De pie en el patio de Cecilienhof, te recibe el fresco aroma de la hierba recién cortada y el sonido distante de los pájaros cantando. La gran arquitectura se eleva sobre ti, una mezcla de ladrillo rojo y yeso blanco, recordándote a un castillo de cuento de hadas. Al tomar una profunda bocanada, el aroma terroso del bosque cercano llena el aire, fusionándose perfectamente con la calidez del sol que se filtra a través de los árboles. Es un comienzo perfecto para tu caminata.
Al comenzar, pasearás por los caminos serpenteantes del parque, pasando de los cuidados jardines de Cecilienhof a la sensación más natural del Parque Babelsberg. El terreno cambia suavemente mientras te diriges hacia las orillas del río Havel. Pasarás por las tranquilas calles de Babelsberg, donde la atmósfera cambia de un parque sereno al bullicio de la vida residencial, con niños jugando y el ocasional ladrido de un perro resonando a tu alrededor. La luz se filtra a través de las hojas, creando patrones juguetones en los adoquines bajo tus pies.
Mantén un ojo en los adoquines irregulares que pueden ser complicados, especialmente si te distraes con las vistas a tu alrededor. Mientras navegas por las calles, ten cuidado con los ciclistas y los coches que pasan de vez en cuando.

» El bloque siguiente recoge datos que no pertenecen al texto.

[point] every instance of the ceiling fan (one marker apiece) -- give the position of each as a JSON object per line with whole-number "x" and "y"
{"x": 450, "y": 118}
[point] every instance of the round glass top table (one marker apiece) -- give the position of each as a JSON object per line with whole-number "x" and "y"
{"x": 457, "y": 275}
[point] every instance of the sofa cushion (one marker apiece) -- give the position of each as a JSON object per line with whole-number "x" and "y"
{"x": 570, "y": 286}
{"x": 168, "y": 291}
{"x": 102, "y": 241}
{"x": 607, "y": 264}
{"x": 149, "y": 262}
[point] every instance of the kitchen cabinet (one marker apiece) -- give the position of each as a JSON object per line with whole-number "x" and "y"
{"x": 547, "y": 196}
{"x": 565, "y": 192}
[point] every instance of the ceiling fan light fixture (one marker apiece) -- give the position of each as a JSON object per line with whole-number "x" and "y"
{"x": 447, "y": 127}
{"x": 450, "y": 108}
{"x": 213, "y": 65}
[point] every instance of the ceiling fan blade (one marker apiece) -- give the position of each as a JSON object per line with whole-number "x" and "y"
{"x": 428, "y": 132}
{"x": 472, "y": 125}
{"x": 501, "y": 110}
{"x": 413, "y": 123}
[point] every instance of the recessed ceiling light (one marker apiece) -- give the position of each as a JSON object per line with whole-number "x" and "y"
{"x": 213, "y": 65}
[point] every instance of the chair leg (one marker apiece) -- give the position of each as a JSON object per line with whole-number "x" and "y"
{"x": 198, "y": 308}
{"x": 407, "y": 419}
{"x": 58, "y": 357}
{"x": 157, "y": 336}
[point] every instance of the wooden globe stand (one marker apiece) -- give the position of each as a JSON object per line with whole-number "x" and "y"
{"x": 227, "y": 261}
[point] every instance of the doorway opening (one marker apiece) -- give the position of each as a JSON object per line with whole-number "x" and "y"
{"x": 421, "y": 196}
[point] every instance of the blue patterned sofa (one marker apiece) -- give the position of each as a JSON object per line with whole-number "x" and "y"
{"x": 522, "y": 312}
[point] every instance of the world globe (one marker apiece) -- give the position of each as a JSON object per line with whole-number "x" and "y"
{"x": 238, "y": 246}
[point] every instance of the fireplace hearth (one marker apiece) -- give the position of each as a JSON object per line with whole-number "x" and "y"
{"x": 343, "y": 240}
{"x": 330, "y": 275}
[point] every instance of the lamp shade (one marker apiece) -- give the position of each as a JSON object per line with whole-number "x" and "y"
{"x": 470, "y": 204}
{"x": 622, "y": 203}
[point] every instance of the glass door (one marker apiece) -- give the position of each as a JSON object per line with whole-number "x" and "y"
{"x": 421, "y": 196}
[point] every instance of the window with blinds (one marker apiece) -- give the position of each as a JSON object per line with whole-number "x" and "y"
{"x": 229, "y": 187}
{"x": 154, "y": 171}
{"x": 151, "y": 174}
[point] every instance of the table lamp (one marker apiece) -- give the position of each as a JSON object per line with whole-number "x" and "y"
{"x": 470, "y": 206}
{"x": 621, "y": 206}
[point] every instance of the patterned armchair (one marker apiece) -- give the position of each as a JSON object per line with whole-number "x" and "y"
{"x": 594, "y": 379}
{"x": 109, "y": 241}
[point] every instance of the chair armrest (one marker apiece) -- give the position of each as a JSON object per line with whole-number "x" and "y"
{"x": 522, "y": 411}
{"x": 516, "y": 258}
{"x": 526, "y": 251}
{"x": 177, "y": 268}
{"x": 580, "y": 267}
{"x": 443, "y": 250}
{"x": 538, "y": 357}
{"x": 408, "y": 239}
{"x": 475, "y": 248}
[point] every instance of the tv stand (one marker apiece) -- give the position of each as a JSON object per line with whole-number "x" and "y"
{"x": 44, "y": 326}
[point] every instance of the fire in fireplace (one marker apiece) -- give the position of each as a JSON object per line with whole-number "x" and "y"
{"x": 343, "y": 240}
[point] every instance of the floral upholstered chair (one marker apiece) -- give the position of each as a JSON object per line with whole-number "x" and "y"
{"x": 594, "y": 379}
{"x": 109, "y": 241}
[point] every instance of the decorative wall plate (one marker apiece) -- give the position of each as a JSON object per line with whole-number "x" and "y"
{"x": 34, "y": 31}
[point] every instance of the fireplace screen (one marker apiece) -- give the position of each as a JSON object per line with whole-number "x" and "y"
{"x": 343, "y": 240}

Aunque la mayoría de la gente es amigable, podrías encontrar barreras lingüísticas, así que es útil tener una aplicación de traducción a mano o algunas frases clave listas. Los museos a lo largo de la ruta tienen horarios de apertura variados, así que verifica antes de planear tus paradas.

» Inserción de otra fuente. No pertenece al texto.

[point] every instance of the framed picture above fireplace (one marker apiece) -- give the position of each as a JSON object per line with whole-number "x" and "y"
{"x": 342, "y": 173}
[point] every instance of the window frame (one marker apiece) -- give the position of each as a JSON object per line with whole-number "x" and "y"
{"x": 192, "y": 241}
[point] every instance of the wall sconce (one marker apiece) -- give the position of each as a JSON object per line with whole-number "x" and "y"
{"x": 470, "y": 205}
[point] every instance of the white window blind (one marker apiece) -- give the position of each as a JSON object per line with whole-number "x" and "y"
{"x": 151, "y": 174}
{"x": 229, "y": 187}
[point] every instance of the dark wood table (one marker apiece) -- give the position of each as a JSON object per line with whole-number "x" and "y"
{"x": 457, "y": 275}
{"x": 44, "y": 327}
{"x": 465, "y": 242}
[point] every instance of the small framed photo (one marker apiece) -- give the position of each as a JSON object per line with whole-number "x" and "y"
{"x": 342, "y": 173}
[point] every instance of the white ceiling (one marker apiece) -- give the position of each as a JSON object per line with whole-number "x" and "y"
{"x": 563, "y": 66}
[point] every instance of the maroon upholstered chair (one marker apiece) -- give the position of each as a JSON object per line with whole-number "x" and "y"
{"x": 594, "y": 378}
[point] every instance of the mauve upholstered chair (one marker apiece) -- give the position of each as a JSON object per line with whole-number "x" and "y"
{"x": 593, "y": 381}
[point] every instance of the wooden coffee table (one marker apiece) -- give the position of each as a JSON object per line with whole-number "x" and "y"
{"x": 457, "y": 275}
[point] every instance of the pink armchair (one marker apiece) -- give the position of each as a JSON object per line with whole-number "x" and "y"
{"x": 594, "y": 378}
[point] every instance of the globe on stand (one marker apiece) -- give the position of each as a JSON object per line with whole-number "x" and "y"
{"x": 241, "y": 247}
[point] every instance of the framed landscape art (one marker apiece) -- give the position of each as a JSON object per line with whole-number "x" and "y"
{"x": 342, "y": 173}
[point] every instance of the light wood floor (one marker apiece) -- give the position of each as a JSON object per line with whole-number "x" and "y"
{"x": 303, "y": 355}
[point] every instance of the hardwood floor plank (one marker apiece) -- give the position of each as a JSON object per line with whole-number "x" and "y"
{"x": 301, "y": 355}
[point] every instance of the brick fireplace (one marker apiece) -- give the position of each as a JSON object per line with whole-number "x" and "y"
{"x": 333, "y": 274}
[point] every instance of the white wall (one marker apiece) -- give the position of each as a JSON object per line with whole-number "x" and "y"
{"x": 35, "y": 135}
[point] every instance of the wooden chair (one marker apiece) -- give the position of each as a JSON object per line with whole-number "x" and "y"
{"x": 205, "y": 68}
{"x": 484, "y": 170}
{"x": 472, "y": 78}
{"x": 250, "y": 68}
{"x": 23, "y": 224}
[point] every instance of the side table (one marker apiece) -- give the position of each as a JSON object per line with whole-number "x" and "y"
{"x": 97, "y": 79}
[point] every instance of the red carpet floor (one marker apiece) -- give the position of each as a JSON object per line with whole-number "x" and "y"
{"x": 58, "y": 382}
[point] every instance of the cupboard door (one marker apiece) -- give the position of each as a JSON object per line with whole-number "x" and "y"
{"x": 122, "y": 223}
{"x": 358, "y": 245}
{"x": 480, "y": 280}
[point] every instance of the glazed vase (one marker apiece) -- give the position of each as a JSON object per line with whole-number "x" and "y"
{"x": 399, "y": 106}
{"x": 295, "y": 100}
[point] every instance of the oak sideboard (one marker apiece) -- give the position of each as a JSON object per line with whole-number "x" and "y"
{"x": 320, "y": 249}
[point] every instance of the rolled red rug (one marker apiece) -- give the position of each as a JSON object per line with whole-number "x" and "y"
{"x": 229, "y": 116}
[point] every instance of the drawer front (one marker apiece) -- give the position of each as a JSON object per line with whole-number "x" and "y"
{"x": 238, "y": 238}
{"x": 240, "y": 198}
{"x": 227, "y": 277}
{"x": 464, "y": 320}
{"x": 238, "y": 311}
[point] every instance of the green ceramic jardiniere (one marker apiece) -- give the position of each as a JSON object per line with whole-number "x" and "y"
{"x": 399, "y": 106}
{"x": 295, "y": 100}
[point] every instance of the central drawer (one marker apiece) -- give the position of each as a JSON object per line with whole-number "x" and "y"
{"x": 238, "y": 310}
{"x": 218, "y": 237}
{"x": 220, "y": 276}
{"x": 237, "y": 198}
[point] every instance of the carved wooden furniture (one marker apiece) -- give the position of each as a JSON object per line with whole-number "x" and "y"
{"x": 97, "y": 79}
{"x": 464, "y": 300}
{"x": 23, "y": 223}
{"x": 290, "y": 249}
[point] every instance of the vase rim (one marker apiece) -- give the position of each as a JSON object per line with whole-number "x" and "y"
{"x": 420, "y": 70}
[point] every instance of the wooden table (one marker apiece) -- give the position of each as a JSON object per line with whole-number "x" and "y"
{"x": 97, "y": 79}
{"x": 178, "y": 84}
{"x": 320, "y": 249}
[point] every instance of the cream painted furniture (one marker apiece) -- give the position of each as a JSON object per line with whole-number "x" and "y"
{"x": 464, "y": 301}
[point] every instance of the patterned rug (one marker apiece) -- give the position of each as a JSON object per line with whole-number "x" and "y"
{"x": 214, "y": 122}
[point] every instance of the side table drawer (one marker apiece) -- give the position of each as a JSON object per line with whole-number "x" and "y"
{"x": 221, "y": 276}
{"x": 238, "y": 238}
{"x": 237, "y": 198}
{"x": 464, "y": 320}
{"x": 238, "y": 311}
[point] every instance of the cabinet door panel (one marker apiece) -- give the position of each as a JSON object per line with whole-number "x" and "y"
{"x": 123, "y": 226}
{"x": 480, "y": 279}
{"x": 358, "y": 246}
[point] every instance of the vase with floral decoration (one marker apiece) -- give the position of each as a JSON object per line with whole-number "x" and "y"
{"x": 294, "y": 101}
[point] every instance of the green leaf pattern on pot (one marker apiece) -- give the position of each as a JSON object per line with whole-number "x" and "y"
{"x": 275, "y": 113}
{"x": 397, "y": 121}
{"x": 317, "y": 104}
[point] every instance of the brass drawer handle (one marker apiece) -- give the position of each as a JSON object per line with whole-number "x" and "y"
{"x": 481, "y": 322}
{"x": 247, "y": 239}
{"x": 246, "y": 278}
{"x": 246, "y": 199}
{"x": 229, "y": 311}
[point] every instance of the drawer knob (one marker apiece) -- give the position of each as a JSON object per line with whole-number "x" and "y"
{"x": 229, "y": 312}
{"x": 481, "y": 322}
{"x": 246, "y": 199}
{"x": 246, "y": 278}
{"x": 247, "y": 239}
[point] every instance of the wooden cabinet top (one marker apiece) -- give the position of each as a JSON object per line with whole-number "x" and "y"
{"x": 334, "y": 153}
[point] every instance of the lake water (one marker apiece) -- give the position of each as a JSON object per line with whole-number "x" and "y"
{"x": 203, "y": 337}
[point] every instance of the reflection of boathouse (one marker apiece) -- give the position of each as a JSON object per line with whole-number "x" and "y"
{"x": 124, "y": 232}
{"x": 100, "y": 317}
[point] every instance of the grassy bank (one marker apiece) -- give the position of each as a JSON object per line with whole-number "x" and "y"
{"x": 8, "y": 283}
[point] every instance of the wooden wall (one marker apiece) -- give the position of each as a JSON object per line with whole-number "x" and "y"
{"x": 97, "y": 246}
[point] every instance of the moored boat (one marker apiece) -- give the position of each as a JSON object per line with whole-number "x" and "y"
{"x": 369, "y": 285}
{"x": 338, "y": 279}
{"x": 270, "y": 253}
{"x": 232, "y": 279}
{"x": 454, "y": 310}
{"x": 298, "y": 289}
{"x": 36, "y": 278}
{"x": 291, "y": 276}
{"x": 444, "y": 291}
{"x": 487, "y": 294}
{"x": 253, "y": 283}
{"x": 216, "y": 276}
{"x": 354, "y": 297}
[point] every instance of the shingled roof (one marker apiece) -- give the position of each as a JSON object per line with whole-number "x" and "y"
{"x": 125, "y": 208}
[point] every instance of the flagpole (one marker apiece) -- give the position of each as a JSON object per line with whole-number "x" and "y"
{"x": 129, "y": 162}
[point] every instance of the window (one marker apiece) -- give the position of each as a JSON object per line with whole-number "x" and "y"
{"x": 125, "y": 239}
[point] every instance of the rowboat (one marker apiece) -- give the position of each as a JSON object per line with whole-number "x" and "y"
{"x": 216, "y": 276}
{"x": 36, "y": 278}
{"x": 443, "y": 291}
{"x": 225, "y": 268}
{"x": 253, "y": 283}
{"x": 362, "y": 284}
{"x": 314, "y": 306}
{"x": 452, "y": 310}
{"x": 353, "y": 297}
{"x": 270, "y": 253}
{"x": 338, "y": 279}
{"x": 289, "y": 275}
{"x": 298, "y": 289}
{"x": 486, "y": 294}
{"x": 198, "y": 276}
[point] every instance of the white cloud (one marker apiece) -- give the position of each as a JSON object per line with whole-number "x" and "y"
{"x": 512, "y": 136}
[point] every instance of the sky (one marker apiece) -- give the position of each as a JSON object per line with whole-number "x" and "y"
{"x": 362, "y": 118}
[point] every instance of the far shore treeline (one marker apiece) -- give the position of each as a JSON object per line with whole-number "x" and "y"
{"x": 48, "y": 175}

Para esta caminata, usa zapatos cómodos ya que cubrirás un poco de terreno en superficies variadas. Lleva una botella de agua para mantenerte hidratado, especialmente si caminas durante los meses más cálidos. Si está nublado o parece que va a llover, una chaqueta ligera o un paraguas te mantendrán preparado. Las primeras horas de la mañana o las tardes pueden ser ideales, ya que la luz es más suave y las calles menos concurridas.

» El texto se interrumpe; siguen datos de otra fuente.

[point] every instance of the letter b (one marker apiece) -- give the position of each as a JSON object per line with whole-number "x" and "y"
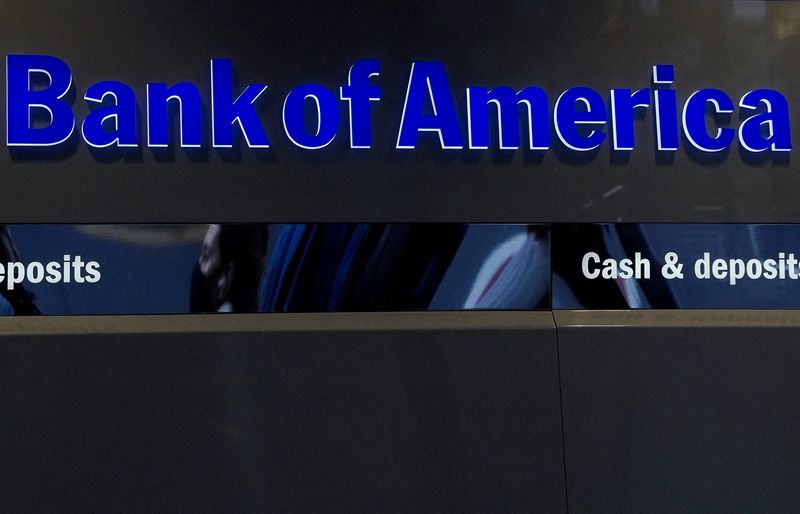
{"x": 25, "y": 102}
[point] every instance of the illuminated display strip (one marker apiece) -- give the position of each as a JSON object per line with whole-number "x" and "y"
{"x": 39, "y": 115}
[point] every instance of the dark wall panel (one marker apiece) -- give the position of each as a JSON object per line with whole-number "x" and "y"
{"x": 312, "y": 413}
{"x": 681, "y": 411}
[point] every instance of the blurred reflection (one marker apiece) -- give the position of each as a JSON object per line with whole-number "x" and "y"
{"x": 225, "y": 277}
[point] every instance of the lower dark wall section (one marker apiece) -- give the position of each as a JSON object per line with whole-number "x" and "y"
{"x": 431, "y": 412}
{"x": 681, "y": 411}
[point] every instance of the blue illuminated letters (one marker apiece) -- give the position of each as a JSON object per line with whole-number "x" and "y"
{"x": 581, "y": 120}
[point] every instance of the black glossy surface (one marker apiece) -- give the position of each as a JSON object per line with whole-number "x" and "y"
{"x": 681, "y": 412}
{"x": 732, "y": 45}
{"x": 304, "y": 420}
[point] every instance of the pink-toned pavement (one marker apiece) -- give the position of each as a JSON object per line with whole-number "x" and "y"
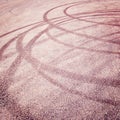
{"x": 59, "y": 60}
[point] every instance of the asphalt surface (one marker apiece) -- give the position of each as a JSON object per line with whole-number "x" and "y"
{"x": 59, "y": 60}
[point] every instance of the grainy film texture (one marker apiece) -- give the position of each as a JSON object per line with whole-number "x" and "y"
{"x": 59, "y": 60}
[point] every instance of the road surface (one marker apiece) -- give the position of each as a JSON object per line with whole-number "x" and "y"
{"x": 60, "y": 60}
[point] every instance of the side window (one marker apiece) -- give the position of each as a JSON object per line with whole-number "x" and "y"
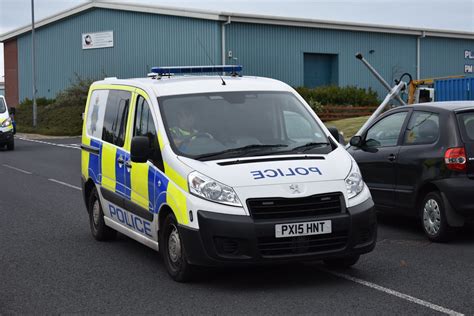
{"x": 386, "y": 132}
{"x": 95, "y": 113}
{"x": 144, "y": 126}
{"x": 116, "y": 114}
{"x": 423, "y": 128}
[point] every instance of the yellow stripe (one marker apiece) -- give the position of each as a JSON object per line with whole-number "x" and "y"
{"x": 85, "y": 158}
{"x": 108, "y": 166}
{"x": 176, "y": 199}
{"x": 176, "y": 177}
{"x": 139, "y": 183}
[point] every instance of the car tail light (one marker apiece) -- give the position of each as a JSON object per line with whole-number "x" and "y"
{"x": 455, "y": 158}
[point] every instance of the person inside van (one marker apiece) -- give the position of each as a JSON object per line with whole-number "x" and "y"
{"x": 185, "y": 129}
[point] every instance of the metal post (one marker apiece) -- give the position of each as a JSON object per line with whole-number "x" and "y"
{"x": 378, "y": 76}
{"x": 33, "y": 59}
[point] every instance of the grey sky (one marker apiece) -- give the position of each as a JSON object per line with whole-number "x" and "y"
{"x": 434, "y": 14}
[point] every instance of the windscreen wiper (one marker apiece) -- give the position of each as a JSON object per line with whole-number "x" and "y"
{"x": 308, "y": 146}
{"x": 244, "y": 149}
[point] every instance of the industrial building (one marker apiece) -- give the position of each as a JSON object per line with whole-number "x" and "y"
{"x": 98, "y": 39}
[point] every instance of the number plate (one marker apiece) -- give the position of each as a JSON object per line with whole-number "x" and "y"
{"x": 303, "y": 229}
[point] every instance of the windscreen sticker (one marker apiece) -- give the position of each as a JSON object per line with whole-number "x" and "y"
{"x": 285, "y": 172}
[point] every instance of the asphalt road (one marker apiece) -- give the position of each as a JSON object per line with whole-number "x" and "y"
{"x": 50, "y": 264}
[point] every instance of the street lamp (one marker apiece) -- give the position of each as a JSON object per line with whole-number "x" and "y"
{"x": 33, "y": 59}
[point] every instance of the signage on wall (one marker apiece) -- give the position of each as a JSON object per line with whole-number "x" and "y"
{"x": 469, "y": 55}
{"x": 97, "y": 40}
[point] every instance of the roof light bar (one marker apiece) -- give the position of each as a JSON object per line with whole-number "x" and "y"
{"x": 196, "y": 69}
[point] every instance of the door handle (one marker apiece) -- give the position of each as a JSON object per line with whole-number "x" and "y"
{"x": 120, "y": 161}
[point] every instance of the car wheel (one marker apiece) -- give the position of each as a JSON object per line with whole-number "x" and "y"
{"x": 172, "y": 251}
{"x": 433, "y": 217}
{"x": 11, "y": 145}
{"x": 343, "y": 262}
{"x": 100, "y": 231}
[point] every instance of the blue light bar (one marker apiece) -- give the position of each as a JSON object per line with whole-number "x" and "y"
{"x": 196, "y": 69}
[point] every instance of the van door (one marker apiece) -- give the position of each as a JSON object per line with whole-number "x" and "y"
{"x": 114, "y": 156}
{"x": 148, "y": 181}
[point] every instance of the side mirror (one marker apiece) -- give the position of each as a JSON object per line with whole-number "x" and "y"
{"x": 140, "y": 149}
{"x": 356, "y": 141}
{"x": 335, "y": 133}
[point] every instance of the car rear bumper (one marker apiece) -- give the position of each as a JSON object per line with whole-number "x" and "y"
{"x": 459, "y": 193}
{"x": 232, "y": 240}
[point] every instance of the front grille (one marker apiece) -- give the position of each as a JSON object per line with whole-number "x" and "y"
{"x": 271, "y": 246}
{"x": 310, "y": 206}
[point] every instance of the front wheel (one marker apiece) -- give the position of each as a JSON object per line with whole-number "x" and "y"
{"x": 343, "y": 262}
{"x": 99, "y": 230}
{"x": 433, "y": 217}
{"x": 172, "y": 251}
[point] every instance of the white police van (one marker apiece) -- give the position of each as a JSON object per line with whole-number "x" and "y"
{"x": 220, "y": 170}
{"x": 6, "y": 126}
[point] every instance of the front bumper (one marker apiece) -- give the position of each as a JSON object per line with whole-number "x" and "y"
{"x": 6, "y": 136}
{"x": 233, "y": 240}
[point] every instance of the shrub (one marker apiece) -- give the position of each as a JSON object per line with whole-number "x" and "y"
{"x": 334, "y": 95}
{"x": 59, "y": 116}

El mejor momento de tu caminata llega cuando te acercas al Museo Barberini justo antes del atardecer. La hora dorada arroja un cálido resplandor sobre la fachada del edificio, y el reflejo en el estanque cercano crea una atmósfera serena. Te detienes, absorbiendo la belleza tranquila mientras el cielo cambia de azul a un suave naranja, el aire lleno del aroma de flores en flor cercanas, marcando el final perfecto de tu viaje.